In fairness to our leaders, they did try to reverse
our lack of tech success, but all too often with meaningless
undertakings like “MASS Exodus.” Nothing systematic was undertaken to
improve our state’s non-competitive tax and cost structure. In effect,
our punishingly high marginal tax rates, even after several rate cuts,
have symbolically become a sign on our state’s back that says: “Kick
me.” Add to this the unsatisfactory performance of K-12 public education
here, and the picture our state has presented to a globally competitive
world has been less than enticing. Bloomberg’s anointing us as “Tax Hell
Rhode Island” is not exactly a complement.
So, here we are in the late stages of this decade. After almost twenty years as a service and information based economy, we finally gravitated toward a niche: biotechnology, pharmaceuticals, and life sciences. We have recorded a number of successes in this highly competitive niche, ranging from small startup firms to our “big catch,” AMGEN, which produces their very successful drug Enbrel here. There have also been setbacks, notably being turned down by Bristol-Meyers and having one-third of AMGEN’s global layoffs directed at our state. Nonetheless, this is an excellent niche for us to pursue. But pursuit of this niche will require more of our state’s leaders than denial when setbacks occur. I believe that Rhode Island is either doing something wrong, or not right, in terms of its ability to move to the next level in pursuit of the niche it has chosen. Remediation will require a detailed assessment of what we need to do to move forward.

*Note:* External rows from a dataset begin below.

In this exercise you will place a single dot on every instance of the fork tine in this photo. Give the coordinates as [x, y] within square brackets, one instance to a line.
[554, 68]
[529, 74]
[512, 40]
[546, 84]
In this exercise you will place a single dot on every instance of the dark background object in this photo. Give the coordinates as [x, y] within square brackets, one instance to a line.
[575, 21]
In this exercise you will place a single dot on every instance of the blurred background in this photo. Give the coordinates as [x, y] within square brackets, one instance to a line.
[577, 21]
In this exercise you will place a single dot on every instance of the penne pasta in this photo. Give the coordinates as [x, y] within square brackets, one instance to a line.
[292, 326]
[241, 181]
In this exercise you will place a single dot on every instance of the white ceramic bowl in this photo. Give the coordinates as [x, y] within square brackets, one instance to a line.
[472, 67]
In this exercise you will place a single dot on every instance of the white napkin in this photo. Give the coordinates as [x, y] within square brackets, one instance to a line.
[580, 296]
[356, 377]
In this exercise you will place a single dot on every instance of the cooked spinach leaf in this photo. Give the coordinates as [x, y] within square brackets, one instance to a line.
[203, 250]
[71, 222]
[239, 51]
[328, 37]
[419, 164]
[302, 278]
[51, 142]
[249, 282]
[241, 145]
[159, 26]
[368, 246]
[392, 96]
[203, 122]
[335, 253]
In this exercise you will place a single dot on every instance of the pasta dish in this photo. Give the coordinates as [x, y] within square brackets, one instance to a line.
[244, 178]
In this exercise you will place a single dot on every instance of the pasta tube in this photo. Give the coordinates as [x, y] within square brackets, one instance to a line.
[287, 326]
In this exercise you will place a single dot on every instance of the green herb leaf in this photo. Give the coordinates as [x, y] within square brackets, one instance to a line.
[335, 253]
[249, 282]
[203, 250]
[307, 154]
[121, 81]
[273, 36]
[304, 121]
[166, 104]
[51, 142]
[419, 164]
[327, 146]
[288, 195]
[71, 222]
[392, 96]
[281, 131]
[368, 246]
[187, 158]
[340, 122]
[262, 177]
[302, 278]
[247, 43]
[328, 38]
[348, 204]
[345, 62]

This is where the state’s budget deficits come in. By not having as severe a recession in 2001 as so many other states, Rhode Island wasn’t forced to make the tough choices required to balance its budget. Since the states that made those sacrifices aren’t facing fiscal situations anything like that of Rhode Island today, they are able to devote their energies toward improving their states’ economic climates. Balancing our ongoing deficits appears to be distracting our leaders from attending to several critical areas, perhaps most notably assessing our state’s readiness for its niche. But, since our state has up to now been able to dodge sharp contractions, piecemeal policy, not systematic analysis, has been the rule here.
You’ve probably guessed the ending by now. Balancing large and recurring budget deficits will clearly slow the pace of economic activity here – for as long as those deficits recur. So, in the future, when the national economy slows, Rhode Island will begin to see that it no longer declines by less than does the national economy. Combine this with the fact that we lag in good times, and we at last see the inevitable consequences of having PAROPIC (parochial + myopic) leadership.
Welcome to the information age!
I have little doubt that our state’s leaders will be appalled at
this article and quickly assert that they prefer to view the proverbial
glass as being half full. In
this era, that’s merely additional evidence of how out of touch they
often are. How one chooses to view “the glass” is totally irrelevant.
The only thing that really matters is the size of the glass! In this new
era, it’s not too late for Rhode Island to make the transition from
being a shot glass toward becoming a “guzzler.”